Nintendo scrambles to stop ‘Super Smash Bros. Ultimate’ leaks, piracy

Super Smash Bros Ultimate
Nintendo

Super Smash Bros. Ultimate doesn’t launch on Nintendo Switch until December 7, but some users are already playing it. Over the holiday weekend, pirated copies of the highly anticipated brawler began popping up online. Videos of the soundtrack, gameplay, and even unannounced modes started to appear on YouTube and Twitch. We will not link to any leaks in this article.

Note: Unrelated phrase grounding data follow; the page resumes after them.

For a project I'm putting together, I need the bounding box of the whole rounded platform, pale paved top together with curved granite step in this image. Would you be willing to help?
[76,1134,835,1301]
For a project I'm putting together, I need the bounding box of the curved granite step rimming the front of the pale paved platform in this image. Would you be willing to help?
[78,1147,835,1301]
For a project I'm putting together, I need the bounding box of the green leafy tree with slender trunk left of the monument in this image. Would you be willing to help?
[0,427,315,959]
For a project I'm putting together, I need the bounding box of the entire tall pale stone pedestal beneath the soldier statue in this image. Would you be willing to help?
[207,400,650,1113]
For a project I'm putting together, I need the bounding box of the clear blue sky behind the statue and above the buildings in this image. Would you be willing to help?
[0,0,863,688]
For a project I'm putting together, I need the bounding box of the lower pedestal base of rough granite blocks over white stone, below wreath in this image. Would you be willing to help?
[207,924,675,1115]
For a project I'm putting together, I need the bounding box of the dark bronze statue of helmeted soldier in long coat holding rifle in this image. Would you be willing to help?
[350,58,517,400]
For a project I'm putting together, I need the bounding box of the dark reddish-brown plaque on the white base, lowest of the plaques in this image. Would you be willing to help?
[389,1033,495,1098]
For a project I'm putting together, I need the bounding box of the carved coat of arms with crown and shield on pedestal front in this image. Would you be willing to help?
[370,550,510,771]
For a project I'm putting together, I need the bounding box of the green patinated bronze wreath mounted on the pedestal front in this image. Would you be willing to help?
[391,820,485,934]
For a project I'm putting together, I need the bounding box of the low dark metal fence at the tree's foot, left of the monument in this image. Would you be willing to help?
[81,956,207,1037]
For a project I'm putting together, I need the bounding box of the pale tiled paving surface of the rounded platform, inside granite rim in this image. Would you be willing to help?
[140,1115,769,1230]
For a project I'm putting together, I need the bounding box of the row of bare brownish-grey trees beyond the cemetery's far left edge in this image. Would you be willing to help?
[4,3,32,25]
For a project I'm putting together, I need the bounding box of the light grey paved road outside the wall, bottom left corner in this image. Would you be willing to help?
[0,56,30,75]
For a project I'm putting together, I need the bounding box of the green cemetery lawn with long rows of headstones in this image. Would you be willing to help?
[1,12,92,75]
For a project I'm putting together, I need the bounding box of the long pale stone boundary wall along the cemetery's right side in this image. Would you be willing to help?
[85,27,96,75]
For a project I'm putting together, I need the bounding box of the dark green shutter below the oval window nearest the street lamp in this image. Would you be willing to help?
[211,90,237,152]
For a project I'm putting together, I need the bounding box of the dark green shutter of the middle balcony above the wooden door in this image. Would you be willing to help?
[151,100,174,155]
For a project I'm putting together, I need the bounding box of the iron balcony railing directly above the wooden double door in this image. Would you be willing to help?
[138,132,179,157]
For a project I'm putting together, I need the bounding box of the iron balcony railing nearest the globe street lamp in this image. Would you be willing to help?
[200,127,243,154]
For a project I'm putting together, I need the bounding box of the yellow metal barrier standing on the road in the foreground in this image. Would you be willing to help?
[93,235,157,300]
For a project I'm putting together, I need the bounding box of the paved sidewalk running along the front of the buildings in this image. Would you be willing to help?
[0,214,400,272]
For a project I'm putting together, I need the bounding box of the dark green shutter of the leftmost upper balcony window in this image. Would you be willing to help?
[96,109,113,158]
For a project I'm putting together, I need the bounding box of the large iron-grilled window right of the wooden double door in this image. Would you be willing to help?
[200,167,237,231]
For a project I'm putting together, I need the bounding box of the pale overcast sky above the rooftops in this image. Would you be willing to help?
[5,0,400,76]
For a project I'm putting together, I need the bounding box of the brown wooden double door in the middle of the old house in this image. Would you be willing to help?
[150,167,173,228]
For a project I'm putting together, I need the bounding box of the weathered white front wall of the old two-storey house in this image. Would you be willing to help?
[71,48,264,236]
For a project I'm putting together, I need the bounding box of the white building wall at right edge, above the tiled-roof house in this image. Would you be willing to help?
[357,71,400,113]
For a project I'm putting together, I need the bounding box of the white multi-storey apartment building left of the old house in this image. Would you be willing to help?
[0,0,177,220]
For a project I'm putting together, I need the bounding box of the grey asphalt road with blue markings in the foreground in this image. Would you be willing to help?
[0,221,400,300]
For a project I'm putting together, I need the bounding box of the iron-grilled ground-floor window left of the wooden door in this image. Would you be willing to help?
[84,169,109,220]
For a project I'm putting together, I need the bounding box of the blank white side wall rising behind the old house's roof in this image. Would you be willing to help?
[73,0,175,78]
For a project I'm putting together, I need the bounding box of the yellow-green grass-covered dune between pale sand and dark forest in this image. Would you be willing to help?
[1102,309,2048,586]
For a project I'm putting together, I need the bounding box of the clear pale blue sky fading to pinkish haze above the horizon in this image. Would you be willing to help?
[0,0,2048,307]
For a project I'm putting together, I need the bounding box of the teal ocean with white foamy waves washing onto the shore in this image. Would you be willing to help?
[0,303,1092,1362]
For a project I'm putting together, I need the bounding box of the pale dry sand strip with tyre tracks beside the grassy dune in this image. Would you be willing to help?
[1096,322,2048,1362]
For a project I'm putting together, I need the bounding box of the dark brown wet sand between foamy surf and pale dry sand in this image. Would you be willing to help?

While virtually all games wind up being available on piracy sites shortly before or at launch, Super Smash Bros. Ultimate leaked a full two weeks before its scheduled release date. That’s an unprecedented leak for a Nintendo game, and the studio is understandably none too pleased. According to two YouTubers who uploaded tracks from the soundtrack to their channels, Nintendo issued copyright claims (via Nintendo Insider). Additional copyright claims have also been issued, as most of the video leaks have since been removed.

To make matters worse, dataminers have predictably rummaged through the game’s files to uncover a bunch of details that haven’t been announced. These details, which you can find pretty easily if you so choose, include huge spoilers about the new single-player Spirits mode, fighter unlock prerequisites, and plenty more.

According to a report by Motherboard, the Switch piracy community believes the successful attempts at pirating Smash came from a physical copy of the game obtained in Mexico. How someone managed to secure a copy of the game this early remains unclear. Other attempts at pirating Smash have resulted in Switch consoles becoming inoperable, commonly known as “bricking.”

The original leaks appear to have come from WarezNX, a Switch piracy group that uses Discord to communicate. JJB, the group’s administrator, told Motherboard that they didn’t believe the game should have been leaked so early to the public.

Nintendo has yet to release a statement about the leaks or pirated copies, but given Nintendo’s well-known stance on the issue, it wouldn’t be surprising to see Nintendo go further than just handing out copyright claims. Earlier this month, a federal judge awarded Nintendo $12 million in a lawsuit against the owner of two ROM sites that hosted classic Nintendo games.

If you’re anxiously awaiting Super Smash Bros. Ultimate, we recommend staying away from Reddit threads, YouTube, and Twitch until launch. Now that pirated copies are out there, it’s likely that more leaks will come.

Super Smash Bros. Ultimate launches on December 7, and based on our preview earlier this year, it will be worth the wait.